And the former MP who represented the area where Street, originally called Barry Williams, said he could not believe how the man was allowed to live 'a tram ride away' from where he first opened fire.
They are concerned that he was freed 20 years ago - just over 15 years after his merciless killing spree that started by gunning down his neighbours on the Bustleholme Mill housing estate in West Bromwich.
But they are also seeking answers as to why he was even let out of Broadmoor in the first place, having been detained there indefinitely when he was sentenced.
Tom Watson, MP for West Bromwich East, whose constituency covers the Bustleholme Mill estate, said: "I am deeply shocked and extremely concerned to hear of this case.
"Clearly Mr Street has slipped through the net of the criminal justice system when it comes to monitoring people who have committed violent crimes with mental illness.
"It will be deeply worrying for local people in West Bromwich and I will be writing to ministers to demand that they examine this case with the utmost urgency."
His predecessor Lord Snape, who as Peter Snape was MP for West Bromwich East at the time of the killings, wrote to the Government in 1994 to call Street's release 'crass, insensitive and dangerous' after he was found to be living in a bail hostel just six miles away.
Lord Snape said: "Some people came to see me at a surgery at the town hall and said he had been released.
"I wrote a letter about it and got assurances back that he would not be allowed to be anywhere near West Bromwich.

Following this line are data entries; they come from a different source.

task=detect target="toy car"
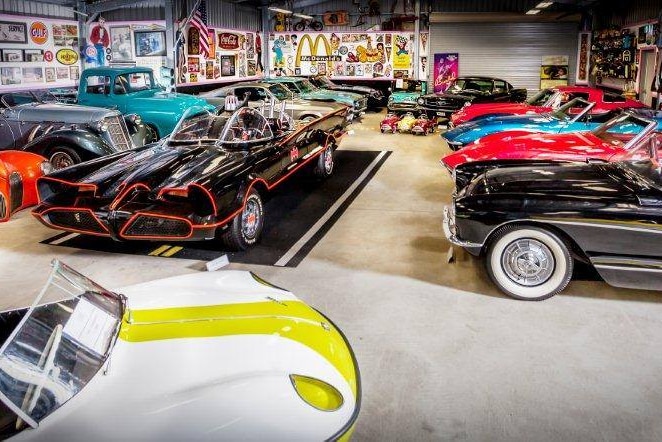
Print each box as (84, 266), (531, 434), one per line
(398, 112), (416, 134)
(411, 115), (437, 135)
(379, 114), (401, 133)
(0, 261), (361, 441)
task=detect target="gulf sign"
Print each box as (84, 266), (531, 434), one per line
(30, 21), (48, 45)
(55, 48), (78, 65)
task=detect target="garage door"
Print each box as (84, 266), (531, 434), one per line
(429, 22), (578, 96)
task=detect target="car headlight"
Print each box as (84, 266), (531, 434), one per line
(94, 120), (108, 132)
(39, 161), (53, 175)
(290, 374), (344, 411)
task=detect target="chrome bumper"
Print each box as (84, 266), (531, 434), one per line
(442, 206), (483, 249)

"Now it turns out he was a tram ride away from where he killed his neighbours and displaying the same sort of behaviour as in the run up to the killings.

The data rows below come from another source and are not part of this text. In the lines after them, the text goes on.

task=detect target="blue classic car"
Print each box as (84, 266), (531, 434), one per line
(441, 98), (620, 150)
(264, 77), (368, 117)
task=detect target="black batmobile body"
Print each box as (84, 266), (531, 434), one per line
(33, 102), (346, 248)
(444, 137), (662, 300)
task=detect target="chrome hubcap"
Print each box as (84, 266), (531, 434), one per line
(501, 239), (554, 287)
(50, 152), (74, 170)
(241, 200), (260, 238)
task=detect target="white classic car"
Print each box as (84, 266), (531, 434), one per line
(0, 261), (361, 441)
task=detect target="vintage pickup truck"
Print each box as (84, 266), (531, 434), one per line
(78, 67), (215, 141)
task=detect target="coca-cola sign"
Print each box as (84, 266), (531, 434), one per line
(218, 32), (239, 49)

"It is remarkable that he was freed in the first place.
"He was in Broadmoor for only 15 years - that's three years for each of the people he killed.
"Somebody is responsible for that decision, for allowing him out against the wishes of the people of West Bromwich at the time, for allowing him to change his name and despite assurances live just a few miles away from where he killed people."
And Ian Austin, a member of the influential Home Affairs Select Committee, said he would be seeking an explanation from Home Secretary Theresa May.
The Labour MP for Dudley North said: "It is unbelievable.
"Harry Street's original crimes were committed in 1978 yet he was released from Broadmoor within 20 years.
"I will be raising this with the Home Secretary and the Ministry of Justice.
"People will want to know how he came to be free and in a position to have firearms and an improvised explosive device.
"He's pleaded guilty to crimes between 2009 and 2013 - that's five years ago.
"He clearly still presents a danger to the public. Why was he released from Broadmoor in the first place?"